2. The rotatable cutting tool according to claim 1 wherein the
ratio of the starting transverse functional dimension to the
maximum transverse base dimension ranging between equal to 0.42 and
less than 0.479.
3. The rotatable cutting tool according to claim 1 wherein the
ratio of the starting transverse functional dimension to the
maximum transverse base dimension ranging between equal to 0.43 and
less than 0.455.
4. The rotatable cutting tool according to claim 1 wherein the
ratio of the starting transverse functional dimension to the
maximum transverse base dimension ranging between equal to 0.432
and less than 0.45.
5. A hard cutting member for attachment to a cutting tool body, the
hard cutting member comprising: an axial forward end and an axial
rearward end; an axial forward functional portion which has a
starting transverse functional dimension; a base portion which has
a maximum transverse base dimension; and a ratio of the starting
transverse functional dimension to the maximum transverse base
dimension ranging between equal to 0.42 and less than 0.48.

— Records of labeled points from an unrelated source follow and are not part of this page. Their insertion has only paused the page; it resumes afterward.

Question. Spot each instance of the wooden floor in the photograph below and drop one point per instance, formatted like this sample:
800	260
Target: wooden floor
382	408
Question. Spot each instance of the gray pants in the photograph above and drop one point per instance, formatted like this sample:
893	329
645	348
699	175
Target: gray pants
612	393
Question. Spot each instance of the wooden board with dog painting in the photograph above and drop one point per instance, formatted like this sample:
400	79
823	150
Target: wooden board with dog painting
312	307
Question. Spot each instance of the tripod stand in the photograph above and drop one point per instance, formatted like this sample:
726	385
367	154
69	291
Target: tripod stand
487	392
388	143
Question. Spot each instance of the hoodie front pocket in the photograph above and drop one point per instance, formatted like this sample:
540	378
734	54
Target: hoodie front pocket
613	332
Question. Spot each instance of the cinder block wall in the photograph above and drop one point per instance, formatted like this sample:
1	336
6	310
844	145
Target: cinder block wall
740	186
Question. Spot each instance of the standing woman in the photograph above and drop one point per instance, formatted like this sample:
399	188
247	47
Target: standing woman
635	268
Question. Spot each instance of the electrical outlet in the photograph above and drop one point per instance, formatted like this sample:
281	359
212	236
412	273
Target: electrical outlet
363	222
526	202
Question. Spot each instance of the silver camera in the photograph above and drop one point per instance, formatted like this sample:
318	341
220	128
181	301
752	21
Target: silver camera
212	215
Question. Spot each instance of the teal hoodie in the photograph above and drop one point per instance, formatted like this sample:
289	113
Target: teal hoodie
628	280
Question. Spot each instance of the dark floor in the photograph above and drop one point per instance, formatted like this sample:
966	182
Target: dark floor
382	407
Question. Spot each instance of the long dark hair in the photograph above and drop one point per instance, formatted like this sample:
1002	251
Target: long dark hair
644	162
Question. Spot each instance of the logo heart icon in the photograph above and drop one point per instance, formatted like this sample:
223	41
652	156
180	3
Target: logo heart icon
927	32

6. The hard cutting member according to claim 5 wherein the ratio
of the starting transverse functional dimension to the maximum
transverse base dimension ranging between equal to 0.42 and less
than 0.479.
7. The hard cutting member according to claim 5 wherein the ratio
of the starting transverse functional dimension to the maximum
transverse base dimension ranging between equal to 0.43 and less
than 0.455.
8. The hard cutting member according to claim 5 wherein the ratio
of the starting transverse functional dimension to the maximum
transverse base dimension ranging between equal to 0.432 and less
than 0.45.
9. A hard cutting member for attachment to a cutting tool body, the
hard cutting member comprising: an axial forward end and an axial
rearward end, an axial length being the distance between the axial
forward end and the axial rearward end; an axial forward functional
portion which has a starting transverse functional dimension; a
base portion which has a maximum transverse base dimension; a ratio
of the starting transverse functional dimension to the maximum
transverse base dimension ranging between equal to 0.42 and less
than 0.48, a ratio between the axial length and the maximum
transverse base dimension ranging between equal to 0.75 and less
than 0.78.
10. The hard cutting member according to claim 9 wherein the ratio
of the starting transverse functional dimension to the maximum
transverse base dimension ranging between equal to 0.42 and less
than 0.479.
11. The hard cutting member according to claim 9 wherein the ratio
of the starting transverse functional dimension to the maximum
transverse base dimension ranging between equal to 0.43 and less
than 0.455.
12. The hard cutting member according to claim 9 wherein the ratio
of the starting transverse functional dimension to the maximum
transverse base dimension ranging between equal to 0.432 and less
than 0.45.
13. The hard cutting member according to claim 9 wherein the ratio
of the axial length to the maximum transverse base dimension
ranging between equal to 0.76 and less than 0.78.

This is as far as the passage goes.